We need to handle this similar to the way we handle history and matching services where we block incoming requests on a wait group until the initialization of the service is complete.

Matching Engine: Rate limit creation of new tasks for any TaskList

Every TaskList is mapped to single cassandra partition. So if we have all shards writing events to single TaskList, than it becomes the scalability bottleneck for the system. If Sync matching is not happening we end up writing all the tasks to cassandra and under lots of load cassandra transactions start timing out. This behavior ends up in generating very large number of duplicate tasks.
I think we need to put a rate limiter on TaskList to prevent this situation from happening. We should just return a throttle error back to client, and have the client backoff and retry failures. This should cause the system to degrade gracefully under extreme load.

History Service: Component Metrics for Mutable state/Timer Queue

History Engine: Timer optimizations

Currently all timers are created on each activity and decision task. We need to implement the logic to create a single timer for each workflow execution and set the next earliest timer when that one fires.

Cadence Feature: Support for Query Decision Task API

This is for monitoring purpose, cli style scenarios. This allows us to get call-stacks, debug stuck issues, etc without hosting decider implementation.

Matching Service: Start task failure handling

Matching Engine: Support for caching tasks for a tasklist

Support for Archival of Workflow Execution History

History cache invalidation on Cassandra timeouts

we have an issue where if we got a timeout error while updating the wf mutable state, we couldn't guarantee that we read the correct, latest state on reload. This is because the write could still be applied after executing the read.
This could have lead to corrupting the Events table if we tried to use the stale next_event_id value for subsequent writes.

Matching Service: Priorities on TaskList dispatch

This is to enable the scenario to give higher priorities to task for outstanding workflows rather than newer ones. So we can complete outstanding ones faster in the event of backlog.

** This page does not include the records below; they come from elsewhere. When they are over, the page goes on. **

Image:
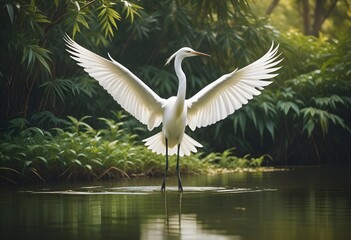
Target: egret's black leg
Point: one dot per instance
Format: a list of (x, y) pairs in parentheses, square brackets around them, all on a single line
[(180, 187), (163, 188)]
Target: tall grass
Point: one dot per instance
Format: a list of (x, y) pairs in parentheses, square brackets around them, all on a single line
[(78, 151)]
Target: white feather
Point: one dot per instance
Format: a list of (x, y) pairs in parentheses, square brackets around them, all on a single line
[(228, 93)]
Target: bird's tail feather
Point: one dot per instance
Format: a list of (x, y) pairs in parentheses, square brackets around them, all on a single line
[(157, 144)]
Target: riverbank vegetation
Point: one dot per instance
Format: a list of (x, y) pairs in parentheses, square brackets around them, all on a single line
[(302, 118), (76, 151)]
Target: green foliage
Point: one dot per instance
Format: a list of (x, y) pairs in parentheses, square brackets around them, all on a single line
[(81, 152), (34, 72), (303, 117)]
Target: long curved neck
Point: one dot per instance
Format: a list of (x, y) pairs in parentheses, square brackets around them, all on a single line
[(182, 80)]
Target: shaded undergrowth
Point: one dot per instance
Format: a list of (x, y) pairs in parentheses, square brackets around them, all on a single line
[(79, 152)]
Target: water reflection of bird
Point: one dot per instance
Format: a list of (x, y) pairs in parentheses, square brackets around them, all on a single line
[(213, 103)]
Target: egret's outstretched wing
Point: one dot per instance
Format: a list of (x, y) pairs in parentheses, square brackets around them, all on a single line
[(228, 93), (127, 89)]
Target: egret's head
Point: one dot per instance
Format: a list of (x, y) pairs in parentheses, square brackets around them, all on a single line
[(185, 52)]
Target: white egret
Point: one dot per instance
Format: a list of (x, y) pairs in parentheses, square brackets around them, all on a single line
[(213, 103)]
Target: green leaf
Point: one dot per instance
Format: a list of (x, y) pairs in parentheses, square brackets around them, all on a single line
[(9, 8)]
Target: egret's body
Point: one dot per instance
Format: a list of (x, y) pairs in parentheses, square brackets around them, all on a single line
[(213, 103)]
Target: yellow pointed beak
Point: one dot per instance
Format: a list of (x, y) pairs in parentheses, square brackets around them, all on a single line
[(201, 54)]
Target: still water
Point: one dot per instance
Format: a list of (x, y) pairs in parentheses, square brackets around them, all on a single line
[(303, 203)]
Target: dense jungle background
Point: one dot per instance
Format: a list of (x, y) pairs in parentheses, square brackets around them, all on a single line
[(302, 118)]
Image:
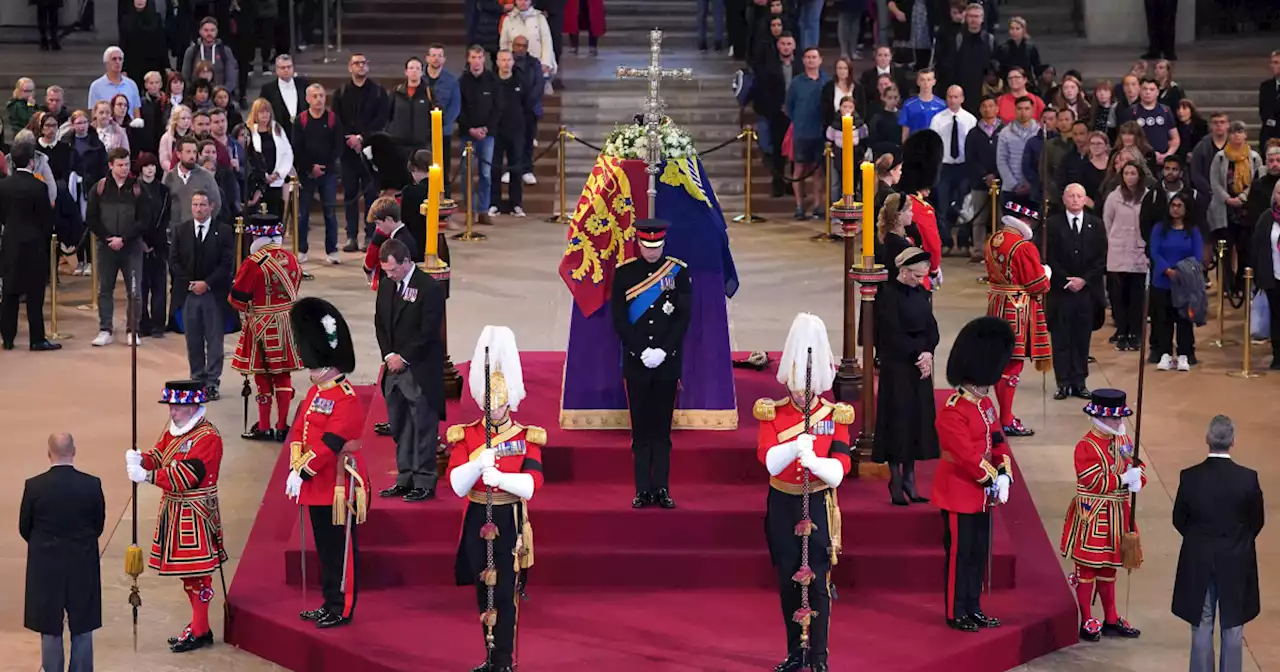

Deletion of history events on workflow completion

We mark the workflow execution row with a TTL in executions table on completion. This takes care of workflow execution entry in executions table but we still need leak space in the events table as we don't cleanup the history associated with that execution.
We could use the timer queue processor for this purpose and queue up a timer task to delete the execution history after retention period.

Remove pending task tracker in history engine

Since we serialize writes to cassandra anyway, the pending task tracker just adds unnecessary complexity. It can be replaced by a simple counter

Cadence Feature: Support for Child Workflows

Range Delete for Transfer Tasks/Timer Tasks/Task Lists

Frontend Service: Emit all relevant metrics

Basic Server Side Throttling

Cadence is a multi-tenant service and we need to protect against single bad user bringing the entire system down. This task is to implement basic throttling and quotas for each client.

Matching Service: TaskList throttling to allow users to limit activities per second

Create ActivityTaskScheduleFailed event in history on bad decisions

If RespondDecisionTask sends in bad request or corrupted data than we just silently ignore the activitySchedule decisions. Instead we need to add relevant failure like ActivityTaskScheduleFailed event and then also create a new DecisionTask for the decider. Here is an instance of the failure:
{"RunID":"c09c5b10-d240-4f8b-bc4c-5735c0bb3805","ScheduleID":212,"Service":"cadence-frontend","WorkflowID":"48018f57-0c39-4d4e-b055-e3df3fff7464","level":"error","msg":"RespondDecisionTaskCompleted. Error: BadRequestError({Message:Missing StartToCloseTimeoutSeconds in the activity scheduling parameters.})","time":"2017-03-07T13:56:56-08:00"}

History Service: Append-only history support

This includes all neccesary changes to schema, API, and engine.

Design for Namespace/Domain support in Cadence

Cadence Feature: Support for Custom Event in execution history

This is very useful for supporting scenarios like storing config as a custom event when the workflow execution is started. This will allow users to make configuration changes without breaking running instances.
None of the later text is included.